Che cos’è, infine, questa “fame” dell’altro, del suo corpo, della sua forma fisica, della sua stessa volontà; questo istinto di dominarlo, di possederlo, di farlo proprio, metaforicamente di divorarlo («ti mangerei!», esclamano sovente gli amanti, nella foga dell’amplesso), se non una forma travestita dell’istinto di morte?
Non si vuole, con ciò, demonizzare il la dimensione sessuale in quanto tale; si tratta di guardare le cose per quello che sono, poiché solo guardandole in faccia si può imparare a elaborarle, a gestirle, a indirizzarle in maniera positiva e non distruttiva.

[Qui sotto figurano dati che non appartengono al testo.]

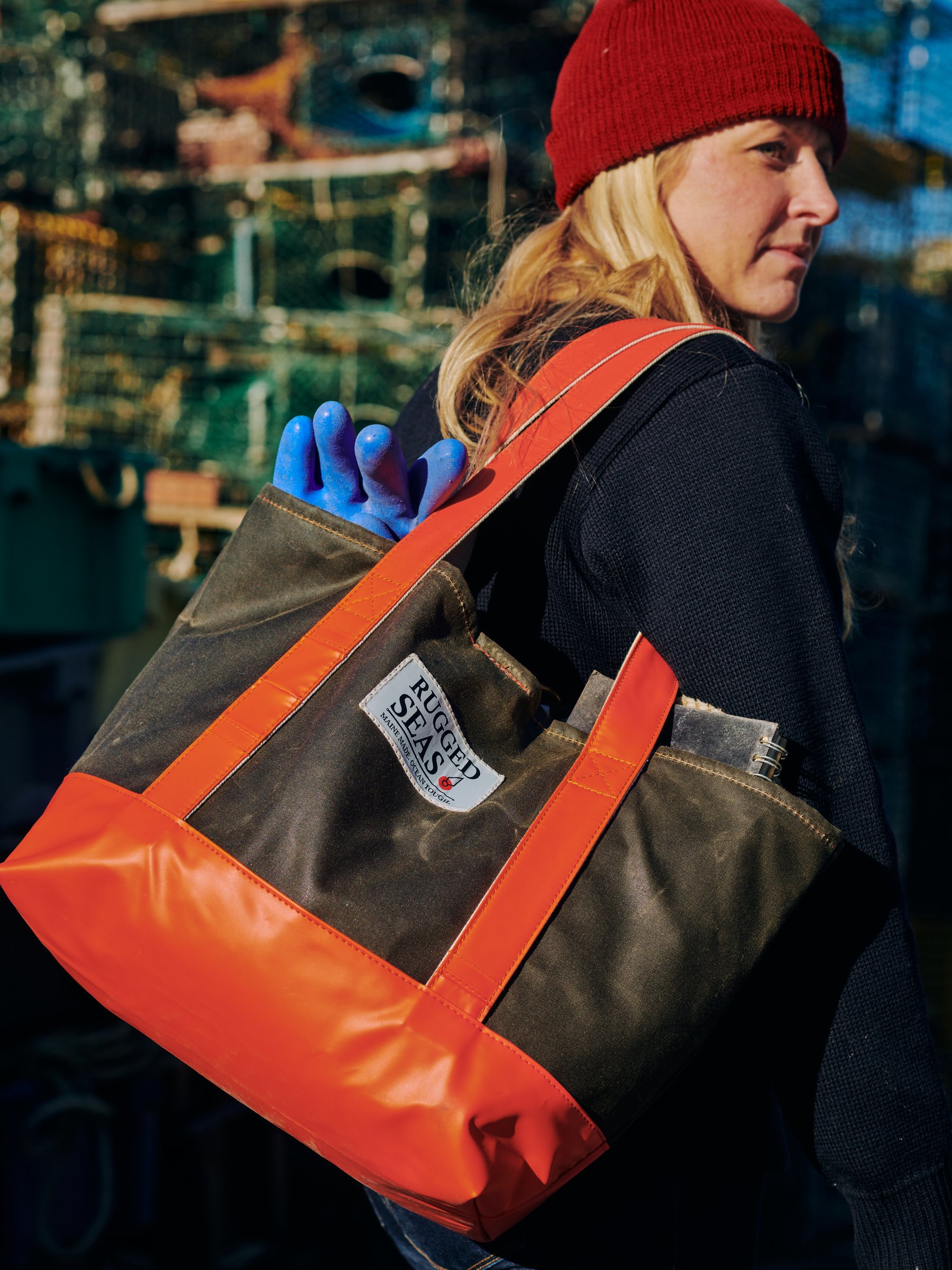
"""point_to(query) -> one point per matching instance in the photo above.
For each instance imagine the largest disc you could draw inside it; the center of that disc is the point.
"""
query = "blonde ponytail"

Le manifestazioni della violenza incontrollata nascono dal mancato riconoscimento di quel che si prova e dall’insufficiente chiarificazione dei propri istinti, non certo dal fatto di esserne divenuti coscienti.
In particolare, chi sa ciò che alberga nel suo cuore, impara a cercare la realizzazione di sé in armonia con la propria parte più vera e profonda e in armonia con gli altri, non in una disperata opposizione e in un conflitto permanente, tanto angoscioso quanto sterile e distruttivo.
Per l’uomo e per la donna liberati dai propri fantasmi interiori mediante la verità, la dinamica sessuale non è fonte di turbamenti, di tensioni, di inconfessabili istinti di morte, anche se singole situazioni possono creare difficoltà e sofferenza; ma è, semmai, sorgente di bontà, verità e bellezza.